Así me ha parecido a propósito del viaje del Papa a Estados Unidos el pasado mes de Abril. Después de años de una evidente tensión entre el Vaticano (sobre todo Juan Pablo II) y los últimos gobiernos americanos (con motivo de las guerras en Iraq, la pena de muerte, la revolución sexual, el superliberalismo económico, el aborto...), parece que está volviendo una cierta bonanza.

El hecho es que a algunos les ha sorprendido el entusiasmo –según ellos excesivo- manifestado por Benedicto XVI en algunos de sus discursos acerca de aquel país. Los periódicos aquí en Italia lo han interpretado diciendo que Ratzinger admira a aquel pueblo porque ha sabido unir la laicidad del Estado con una profunda religiosidad, el “mito” de la libertad con la fe (¡con excepciones!, la verdad sea dicha); mientras que se queja de que Europa ha caído en un laicismo que reniega y casi parece avergonzarse de sus raíces cristianas. Alguien ha citado la frase de un personaje importante de la historia de América que dijo: “Un país con una religión: tiranía; con dos religiones: guerra santa; con mil religiones: libertad para todos”.

Quizás esta razón sea válida en Ratzinger-creyente y Ratzinger-teólogo; pero, leyendo las informaciones de estos días pasados he encontrado otra razón que puede explicar el por qué en Ratzinger-hombre, Ratzinger-alemán. Vean Uds.

Hace poco tiempo Benedicto XVI envió una breve carta autógrafa de agradecimiento, en hoja intestada de la Santa Sede. En el texto, el Papa bendecía, conmovido, a los veteranos del ejército americano, hoy octuagenarios como él, que en 1945 le capturaron en Alemania. Ultimamente dichos exsoldados se habían puesto en contacto con él enviándole el libro “Finding My Father’s War”, en el que uno de ellos, Walter Eldredge, recoge sus recuerdos.

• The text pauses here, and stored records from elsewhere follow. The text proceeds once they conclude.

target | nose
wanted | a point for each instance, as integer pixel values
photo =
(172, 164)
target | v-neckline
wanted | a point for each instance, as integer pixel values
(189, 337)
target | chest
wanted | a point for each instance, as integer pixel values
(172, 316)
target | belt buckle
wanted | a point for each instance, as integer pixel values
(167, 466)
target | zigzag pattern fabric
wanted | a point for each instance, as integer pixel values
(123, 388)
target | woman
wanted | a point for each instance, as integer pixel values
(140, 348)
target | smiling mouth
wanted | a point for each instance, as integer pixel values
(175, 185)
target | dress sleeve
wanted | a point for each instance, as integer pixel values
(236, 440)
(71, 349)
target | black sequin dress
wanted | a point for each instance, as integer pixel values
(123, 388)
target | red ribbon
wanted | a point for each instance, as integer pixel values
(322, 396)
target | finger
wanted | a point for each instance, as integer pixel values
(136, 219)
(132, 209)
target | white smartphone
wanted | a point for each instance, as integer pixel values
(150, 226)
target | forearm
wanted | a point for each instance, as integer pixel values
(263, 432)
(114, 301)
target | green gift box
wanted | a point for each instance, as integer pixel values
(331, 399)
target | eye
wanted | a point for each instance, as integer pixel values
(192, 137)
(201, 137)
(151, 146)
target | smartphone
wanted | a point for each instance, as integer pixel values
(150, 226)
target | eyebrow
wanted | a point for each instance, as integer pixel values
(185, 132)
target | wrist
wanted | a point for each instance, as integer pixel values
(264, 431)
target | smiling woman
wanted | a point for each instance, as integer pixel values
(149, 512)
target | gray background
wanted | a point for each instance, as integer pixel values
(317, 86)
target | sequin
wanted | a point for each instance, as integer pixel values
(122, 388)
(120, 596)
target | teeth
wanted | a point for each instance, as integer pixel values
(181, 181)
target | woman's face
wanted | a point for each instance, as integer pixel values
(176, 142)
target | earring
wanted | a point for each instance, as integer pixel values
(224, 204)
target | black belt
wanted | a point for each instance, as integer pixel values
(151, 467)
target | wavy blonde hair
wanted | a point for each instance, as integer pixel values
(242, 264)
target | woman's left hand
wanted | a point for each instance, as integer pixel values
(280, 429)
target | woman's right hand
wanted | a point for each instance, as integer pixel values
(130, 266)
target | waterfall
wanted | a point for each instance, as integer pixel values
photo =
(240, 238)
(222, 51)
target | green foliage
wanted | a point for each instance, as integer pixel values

La cosa ha salido en público ahora, dado que el primer Papa, que había sido hecho prisionero de guerra por los americanos, ha ido a visitar su país. Ya en sus memorias, Ratzinger había contado tiempo atrás cómo, siendo entonces un muchacho de 18 años, fue sorprendido por soldados yanquis los cuales le obligaron a vestirse de nuevo con la divisa del ejército alemán que él había repudiado unos días antes cuando, arriesgando su vida, desertó de las filas nazis. En realidad, parece ser que no disparó una bala contra nadie en toda su breve experiencia militar.

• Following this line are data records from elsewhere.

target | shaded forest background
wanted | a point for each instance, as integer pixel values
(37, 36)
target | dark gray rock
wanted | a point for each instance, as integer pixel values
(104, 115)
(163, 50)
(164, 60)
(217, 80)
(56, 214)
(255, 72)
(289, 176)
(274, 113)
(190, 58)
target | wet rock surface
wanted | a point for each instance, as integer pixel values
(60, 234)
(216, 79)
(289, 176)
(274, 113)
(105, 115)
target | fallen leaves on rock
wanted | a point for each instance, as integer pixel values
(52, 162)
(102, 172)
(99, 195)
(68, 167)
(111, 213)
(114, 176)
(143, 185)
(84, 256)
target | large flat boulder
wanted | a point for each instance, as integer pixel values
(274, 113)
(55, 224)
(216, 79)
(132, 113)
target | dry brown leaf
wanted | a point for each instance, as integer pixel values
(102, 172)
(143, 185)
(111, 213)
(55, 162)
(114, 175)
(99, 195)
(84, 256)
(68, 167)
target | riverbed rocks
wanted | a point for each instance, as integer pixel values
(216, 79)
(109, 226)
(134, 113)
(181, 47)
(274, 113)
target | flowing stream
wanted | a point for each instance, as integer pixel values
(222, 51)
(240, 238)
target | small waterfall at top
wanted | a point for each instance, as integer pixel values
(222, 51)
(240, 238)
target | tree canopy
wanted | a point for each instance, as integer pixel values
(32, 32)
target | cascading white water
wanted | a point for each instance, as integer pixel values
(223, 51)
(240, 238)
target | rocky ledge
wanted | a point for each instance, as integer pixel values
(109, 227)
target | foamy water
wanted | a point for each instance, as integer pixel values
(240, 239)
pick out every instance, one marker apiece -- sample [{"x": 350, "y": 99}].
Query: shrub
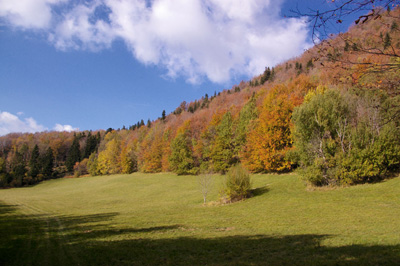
[{"x": 237, "y": 184}]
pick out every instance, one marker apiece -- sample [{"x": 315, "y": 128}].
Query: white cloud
[
  {"x": 67, "y": 128},
  {"x": 216, "y": 39},
  {"x": 28, "y": 13},
  {"x": 11, "y": 123}
]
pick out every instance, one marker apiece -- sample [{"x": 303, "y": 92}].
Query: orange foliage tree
[{"x": 269, "y": 137}]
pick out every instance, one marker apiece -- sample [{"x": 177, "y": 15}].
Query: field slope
[{"x": 159, "y": 219}]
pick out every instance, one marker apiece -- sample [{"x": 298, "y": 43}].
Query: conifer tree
[
  {"x": 181, "y": 159},
  {"x": 48, "y": 163},
  {"x": 34, "y": 167},
  {"x": 222, "y": 151},
  {"x": 163, "y": 116},
  {"x": 74, "y": 154}
]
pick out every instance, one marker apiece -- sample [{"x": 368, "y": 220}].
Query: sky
[{"x": 94, "y": 64}]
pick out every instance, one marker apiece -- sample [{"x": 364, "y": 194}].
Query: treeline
[
  {"x": 337, "y": 119},
  {"x": 27, "y": 159}
]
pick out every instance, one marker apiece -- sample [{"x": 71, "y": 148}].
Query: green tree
[
  {"x": 48, "y": 164},
  {"x": 181, "y": 159},
  {"x": 347, "y": 138},
  {"x": 91, "y": 145},
  {"x": 163, "y": 116},
  {"x": 74, "y": 154},
  {"x": 247, "y": 114},
  {"x": 222, "y": 151},
  {"x": 237, "y": 184},
  {"x": 34, "y": 164}
]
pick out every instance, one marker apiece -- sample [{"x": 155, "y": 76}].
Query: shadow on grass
[
  {"x": 259, "y": 191},
  {"x": 86, "y": 240}
]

Al joven Ratzinger le hicieron caminar durante tres días por una autopista desierta, junto con otros miles de prisioneros alemanes. “Los americanos nos sacaban fotos –ha escrito Ratzinger en sus memorias-, especialmente los más jóvenes, porque querían llevarse a casa un recuerdo de aquel ejército derrotado”.

Sesenta años más tarde, han sido precisamente aquellos “jóvenes”, los veteranos del “2nd Chemical Mortar Battaillon”, que en mayo de 1945 entraron en Traunstein (Baviera) y le apresaron, enviándolo por tres meses a un campo de detención en Ulm (Alemania), quienes se han puesto de nuevo en contacto con su ex-prisionero.

Según la revista “Time”, la admiración del Papa por los Estados Unidos hunde sus raíces en aquella experiencia. Efectivamente, dice el semanario: “Quedó muy impresionado por el modo cómo los americanos evitaron el vengarse de sus enemigos alemanes y de aquel país en ruinas. Al poco tiempo le concedieron volver a su casa y ser testigo de uno de los gestos de caridad más grandes de la historia moderna: la reconstrucción de Alemania por parte de las fuerzas de ocupación”. Esta opinión del semanario ha sido luego confirmada por uno de los colaboradores más estrechos de Benedicto XVI, el cardenal norteamericano William Levada, su sucesor como Prefecto de la Congregación para la Doctrina de la Fe: “Este Papa pertenece a una generación que recuerda, con gratitud”. Uno de aquellos veteranos que entraron en Traunstein, Elliott Stalnaker, en el 2005 puso en relación su pasado con el de Ratzinger, gracias a un sacerdote católico amigo suyo: “Él me dijo: «Gracias a Dios no disparaste al Papa», a lo que yo le respondí: «Gracias a Dios que no se salió de la fila...»”.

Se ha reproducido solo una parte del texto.